The commission had last December also approved the amendments to its regulatory framework which prohibited stockbrokers from engaging in any form of guaranteed investments on behalf of shareholders. The amended regulation also requires stockbrokers to categorically inform their clients, in writing, that they cannot engage in guaranteed investments on their behalf. Prior to the commission’s directive, there had been a significant increase in the abuse of guaranteed investments which, unfortunately, resulted in losses.

These regulatory measures, as some analysts have commented, are necessary for the current drives by Ms. Uduk and her team to make transactions in the capital market totally transparent for investments in line with global best practices.
Even on the issue of deepening the capitalisation of the market, the SEC’s leadership in collaboration with the NSE, has not fared badly despite the increasingly worrisome under-performance of the nation’s economy over the past few years, including the associated investors’ sentiments about the 2019 general elections.

Implementation of Capital Market Masterplan

Far more fundamental to the current and future of the nation’s investment space is the sustained implementation of the 10-year Capital Market Masterplan (CMP), which in the past year, has been given more attention. Uduk disclosed that the commission had commenced implementation of 66 out of the over 90 initiatives outlined in the CMP with 13 of them completed so far. She listed the de-materialisation of shares, re-capitalisation of capital market operators, setting up of a National Investment Protection Fund, and establishment the West African Securities Regulators Association, as some of the completed initiatives.

Uduk expressed optimism that many of the yet-to-be completed 55 initiatives now at various stages of implementation would be concluded before the end of 2019.
When the progress made by the SEC in the implementation of the CMP is analysed within the context of the fact that the document is a blueprint for the development of the Nigerian capital market in core areas of investor protection and education, professionalism, product innovation and expansion of the capital market’s role in Nigeria’s economy, then it can be said that SEC has recorded significant progress in the last one year.

Going forward
While SEC has been commended on some of the initiatives made so far, market analysts believe there should be more collaborative efforts among the regulators and all stakeholders.
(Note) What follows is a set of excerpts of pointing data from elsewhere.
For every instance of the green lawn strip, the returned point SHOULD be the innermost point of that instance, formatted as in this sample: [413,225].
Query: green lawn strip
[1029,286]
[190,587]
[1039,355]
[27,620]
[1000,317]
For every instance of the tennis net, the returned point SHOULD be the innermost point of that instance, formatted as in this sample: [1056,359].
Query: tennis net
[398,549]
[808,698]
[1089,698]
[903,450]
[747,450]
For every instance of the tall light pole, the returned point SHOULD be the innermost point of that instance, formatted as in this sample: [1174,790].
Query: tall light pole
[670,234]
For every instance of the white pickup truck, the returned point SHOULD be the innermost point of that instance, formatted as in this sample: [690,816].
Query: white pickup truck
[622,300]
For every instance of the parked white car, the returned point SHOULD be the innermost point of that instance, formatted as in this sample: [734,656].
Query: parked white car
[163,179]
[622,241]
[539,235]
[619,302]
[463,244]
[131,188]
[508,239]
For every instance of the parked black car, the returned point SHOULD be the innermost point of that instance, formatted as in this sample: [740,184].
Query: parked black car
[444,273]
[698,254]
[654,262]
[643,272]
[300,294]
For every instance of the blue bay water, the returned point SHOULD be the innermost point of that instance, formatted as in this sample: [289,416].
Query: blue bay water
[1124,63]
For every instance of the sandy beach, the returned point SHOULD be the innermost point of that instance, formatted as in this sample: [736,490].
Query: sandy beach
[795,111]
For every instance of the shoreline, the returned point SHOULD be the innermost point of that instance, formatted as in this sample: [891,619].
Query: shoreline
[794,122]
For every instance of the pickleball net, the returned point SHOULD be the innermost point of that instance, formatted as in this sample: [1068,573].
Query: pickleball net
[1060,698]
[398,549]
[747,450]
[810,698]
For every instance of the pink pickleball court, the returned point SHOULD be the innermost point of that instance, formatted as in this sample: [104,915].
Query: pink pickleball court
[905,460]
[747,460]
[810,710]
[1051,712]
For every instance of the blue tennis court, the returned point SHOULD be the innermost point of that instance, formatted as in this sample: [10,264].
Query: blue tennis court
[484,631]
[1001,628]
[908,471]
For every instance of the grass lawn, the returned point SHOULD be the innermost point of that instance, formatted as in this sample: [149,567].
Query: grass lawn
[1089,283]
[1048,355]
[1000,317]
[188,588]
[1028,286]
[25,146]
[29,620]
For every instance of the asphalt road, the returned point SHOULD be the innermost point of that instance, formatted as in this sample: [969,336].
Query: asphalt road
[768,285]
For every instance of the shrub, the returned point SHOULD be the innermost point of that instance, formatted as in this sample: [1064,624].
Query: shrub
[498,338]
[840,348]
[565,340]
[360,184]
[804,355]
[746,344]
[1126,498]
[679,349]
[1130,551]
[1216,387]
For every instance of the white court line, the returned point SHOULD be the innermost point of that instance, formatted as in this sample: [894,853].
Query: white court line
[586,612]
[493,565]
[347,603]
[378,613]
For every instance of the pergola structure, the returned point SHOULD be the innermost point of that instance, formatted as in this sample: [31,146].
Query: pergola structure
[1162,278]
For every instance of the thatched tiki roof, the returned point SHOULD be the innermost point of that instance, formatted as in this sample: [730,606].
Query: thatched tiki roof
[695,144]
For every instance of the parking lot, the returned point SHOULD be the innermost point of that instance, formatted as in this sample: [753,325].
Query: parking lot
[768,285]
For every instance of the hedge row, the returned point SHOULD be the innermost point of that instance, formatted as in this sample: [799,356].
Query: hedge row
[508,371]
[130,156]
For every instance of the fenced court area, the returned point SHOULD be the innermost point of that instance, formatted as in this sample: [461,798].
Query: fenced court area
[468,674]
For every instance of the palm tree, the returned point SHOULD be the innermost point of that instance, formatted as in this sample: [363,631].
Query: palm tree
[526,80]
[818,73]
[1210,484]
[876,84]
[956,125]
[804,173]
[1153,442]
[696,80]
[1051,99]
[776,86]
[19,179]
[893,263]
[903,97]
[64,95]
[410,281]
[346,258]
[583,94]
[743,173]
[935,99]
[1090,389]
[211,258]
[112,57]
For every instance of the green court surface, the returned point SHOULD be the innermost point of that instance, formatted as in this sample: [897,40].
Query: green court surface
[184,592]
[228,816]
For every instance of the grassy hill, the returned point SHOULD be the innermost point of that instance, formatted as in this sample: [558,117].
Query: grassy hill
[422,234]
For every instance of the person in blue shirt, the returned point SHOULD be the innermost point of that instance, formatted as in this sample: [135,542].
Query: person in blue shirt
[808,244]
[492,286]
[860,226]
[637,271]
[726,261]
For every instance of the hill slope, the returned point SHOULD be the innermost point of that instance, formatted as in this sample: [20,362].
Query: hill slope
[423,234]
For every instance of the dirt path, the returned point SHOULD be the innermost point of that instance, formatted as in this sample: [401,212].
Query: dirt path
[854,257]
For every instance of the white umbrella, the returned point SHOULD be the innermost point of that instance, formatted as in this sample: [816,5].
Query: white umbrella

They include the fiscal and monetary authorities as well as the National Assembly.

This will boost the task of attracting long term investments into Nigeria and close the funding gap that has remained the bane of the country’s sustainable development over the years.
The Chairman of Ibadan Zone Shareholders Association, Mr. Eric Akinduro, said: SEC should embark on intensive awareness creation particularly to the grassroots investors. In this market we have two types of investors informed and uninformed SEC should create an enabling environment for the uninformed to be informed and key into the e-mandate system.”

According to him, the commission should partner shareholders groups to reach their members at grass root level.
Mr. Anthony Omojola of Independent Shareholders Association of Nigeria (ISAN) said the regulator should embark on an enlightenment using radio, town hall meetings and other means across the country.

“This can be done through partnership and collaboration with other market stakeholders. Apart from shareholders, most banks’ staff needs enlightenment too because many of them do not understand the workings of the e-dividend platform. They show high level of ignorance when an investors want to register,” Omojola said.
Mrs. Bisi Bakare of Pragmatic Shareholders of Nigeria said we need to do more of enlightenment, especially in the rural areas.

“Before now, most investors were civil servants, who have retired to their villages or changed addresses. The regulator should collaborate with other stakeholders and do more enlightenment for a more efficient result,” Bakare said.